Publiée par ‎بركان الغضب‎ sur Samedi 24 août 2019

La direction accompagna sa publication de plusieurs photos démontrant du sang par terre, une voiture carbonisée, et une autre qui a été sérieusement endommagée, alors que les EAU, qui démentissent généralement ce type d’accusations, n’ont toujours pas commenté les faits.

Toutefois, il convient de rappeler que depuis l’offensive armée que les milices de Khalifa Haftar ont lancé sur Tripoli, plus de mille personnes ont trouvé la mort, et 5500 autres ont été grièvement blessées.

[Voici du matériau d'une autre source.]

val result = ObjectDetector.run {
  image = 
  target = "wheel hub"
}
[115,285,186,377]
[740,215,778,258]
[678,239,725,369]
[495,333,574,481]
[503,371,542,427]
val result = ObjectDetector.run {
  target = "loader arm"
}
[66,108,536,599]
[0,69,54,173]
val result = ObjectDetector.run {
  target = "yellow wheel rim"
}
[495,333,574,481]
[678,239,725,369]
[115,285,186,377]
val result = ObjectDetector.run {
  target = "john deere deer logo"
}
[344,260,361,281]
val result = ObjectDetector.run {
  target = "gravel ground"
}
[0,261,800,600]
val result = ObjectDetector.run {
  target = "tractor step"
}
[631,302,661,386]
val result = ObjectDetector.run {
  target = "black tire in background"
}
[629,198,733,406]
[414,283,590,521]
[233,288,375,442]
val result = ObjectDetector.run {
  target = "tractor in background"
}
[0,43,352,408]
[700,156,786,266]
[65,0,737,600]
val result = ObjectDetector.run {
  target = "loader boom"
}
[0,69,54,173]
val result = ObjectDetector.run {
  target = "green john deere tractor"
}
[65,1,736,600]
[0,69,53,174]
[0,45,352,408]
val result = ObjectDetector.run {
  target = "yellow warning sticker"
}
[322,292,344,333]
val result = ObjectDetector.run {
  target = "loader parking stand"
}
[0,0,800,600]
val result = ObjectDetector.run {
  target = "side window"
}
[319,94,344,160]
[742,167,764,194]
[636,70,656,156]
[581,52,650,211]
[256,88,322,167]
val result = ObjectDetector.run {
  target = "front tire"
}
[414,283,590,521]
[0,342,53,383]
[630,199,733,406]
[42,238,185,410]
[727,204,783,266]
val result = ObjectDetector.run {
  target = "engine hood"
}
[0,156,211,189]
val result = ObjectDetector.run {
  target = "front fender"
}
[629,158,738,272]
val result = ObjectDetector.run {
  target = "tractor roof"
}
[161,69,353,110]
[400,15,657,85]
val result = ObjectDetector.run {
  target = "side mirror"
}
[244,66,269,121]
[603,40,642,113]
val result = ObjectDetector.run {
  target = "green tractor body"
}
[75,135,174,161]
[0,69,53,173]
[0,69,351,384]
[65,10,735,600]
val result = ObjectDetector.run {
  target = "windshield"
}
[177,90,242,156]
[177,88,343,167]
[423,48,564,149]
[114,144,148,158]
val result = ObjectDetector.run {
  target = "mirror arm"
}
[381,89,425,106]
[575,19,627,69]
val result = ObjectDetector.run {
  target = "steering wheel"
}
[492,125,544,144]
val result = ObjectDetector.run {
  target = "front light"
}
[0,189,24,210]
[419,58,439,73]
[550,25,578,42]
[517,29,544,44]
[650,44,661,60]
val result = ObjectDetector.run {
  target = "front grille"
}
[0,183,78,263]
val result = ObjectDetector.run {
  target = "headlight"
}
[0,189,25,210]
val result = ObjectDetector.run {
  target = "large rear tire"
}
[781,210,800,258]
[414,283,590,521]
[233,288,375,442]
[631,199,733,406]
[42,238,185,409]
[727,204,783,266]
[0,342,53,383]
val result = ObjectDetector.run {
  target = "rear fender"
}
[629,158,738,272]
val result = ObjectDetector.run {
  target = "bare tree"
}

Soutenues par plusieurs forces régionales, les milices du général à la retraite, Khalifa Haftar se battent, depuis le 4 avril contre le GNA, sous prétexte de lutter contre le terrorisme, et d’unifier la Libye sous une seule gouvernance légitime, à savoir la sienne.

Et bien que 4 mois se sont déjà écoulés, le général à la retraite n’a fait que cumuler les échecs, sans jamais pouvoir s’introduire à Tripoli, avortant par ces actes, toutes les tentations de médiations des Nations Unies, qui cherchaient à établir un dialogue, pour espérer régler le conflit qui engloutie la Libye depuis 2011.